Anche per questo, forse, è da sempre stato etichettato come un bellissimo perdente. “Quasi tutti – conferma – sono convinti che a vincere siano gli allenatori. Io invece penso che a vincere sono le società, e se uno non ha alle spalle una società forte è difficile ottenere dei titoli. È da vedere se certi allenatori che vincono nelle grande piazze, sarebbero capaci di farlo in realtà meno forti. Spesso accade che non vincano più”. Per questo, chi come lui ha fatto del gioco offensivo e spettacolare la propria bandiera, non può restare esaltato dal dilagare della logica del risultato: “Penso che, a parte poche eccezioni di squadre che cercano un certo tipo di calcio, come il Barcellona o la nazionale spagnola, tutte le altre stanno in campo soprattutto per non fare giocare l’avversario”, la sua fotografia sul calcio mondiale. Una mosca bianca, in questo senso, il suo Pescara: spettacolare e vincente. “Il mio capolavoro, c’erano le condizioni ideali per lavorare. Dicono che ora curo con maggiore attenzione la fase difensiva? Non credo… Nel calcio esistono due fasi ma se chiedi al giocatore cosa preferisce fare quello risponde sempre: la fase offensiva.

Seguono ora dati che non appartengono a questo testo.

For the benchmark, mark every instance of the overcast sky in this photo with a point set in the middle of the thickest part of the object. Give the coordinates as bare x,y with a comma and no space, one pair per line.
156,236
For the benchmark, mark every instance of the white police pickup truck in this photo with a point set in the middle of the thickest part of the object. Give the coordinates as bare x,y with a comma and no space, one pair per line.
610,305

Quanto agli spettatori, secondo voi, cosa preferiscono? Preferiscono vedere gol e spettacolo, la squadra che va all’attacco, e non i vari catenacci. Quindi seguo quello che dice e chiede il popolo”.

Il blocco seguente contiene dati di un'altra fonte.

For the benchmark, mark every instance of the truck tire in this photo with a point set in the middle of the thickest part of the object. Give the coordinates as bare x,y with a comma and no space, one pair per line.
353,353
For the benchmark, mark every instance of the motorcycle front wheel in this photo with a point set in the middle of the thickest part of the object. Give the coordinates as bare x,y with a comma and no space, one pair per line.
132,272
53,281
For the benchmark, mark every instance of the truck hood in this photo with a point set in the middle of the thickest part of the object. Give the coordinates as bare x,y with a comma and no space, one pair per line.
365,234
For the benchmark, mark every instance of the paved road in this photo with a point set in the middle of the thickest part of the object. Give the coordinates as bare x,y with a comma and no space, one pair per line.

Ma il popolo, in questo periodo, non può che restare disgustato dagli sviluppi del calcioscommesse. Dopo le sentenze, il processo sportivo dovrebbe toccare anche qualche “big” di serie A. Una prospettiva verso cui è rivolto il pensiero di Zeman: “Mi sorprende un po’ che calciatori di primo piano si ritrovino in mezzo, perché capisco che il giocatore di Serie C, che non riceve da mesi lo stipendio, possa avere delle tentazioni… Sia chiaro non lo giustifico, anzi lo condanno, ma almeno lo capisco. Chi proprio non riesco a capire sono i giocatori famosi e ben pagati. Io ai ragazzi dico sempre ‘continuate a fare calcio per passione, anche ad alto livello, non mettendo sempre il guadagno in primo piano’. È il mio modesto contributo per provare a cambiare la mentalità”. Quel calcio che, 13 anni fa, Zeman avrebbe voluto far uscire “dalle farmacie e dagli uffici finanziari”, è invece entrato anche nelle sale scommesse. Un problema quasi irrisolvibile, anche se Zeman non dispera: “Questo discorso nasce da un problema di fondo nel senso che il calcio per molti è diventato solo un grande business. Di queste cose se ne è parlato a lungo, mi auguro che per una volta si decida di intervenire per fare un calcio diverso”.
Quello da giocare sul campo. Quello dei fuoriclasse. Per lui, il numero uno resta ancora Totti, che ritroverà con sé nella capitale. “Un esempio di giocatore che ha sempre vissuto il calcio allo stesso modo: quando era un giovane sconosciuto ed oggi che è il fuoriclasse che conosciamo”.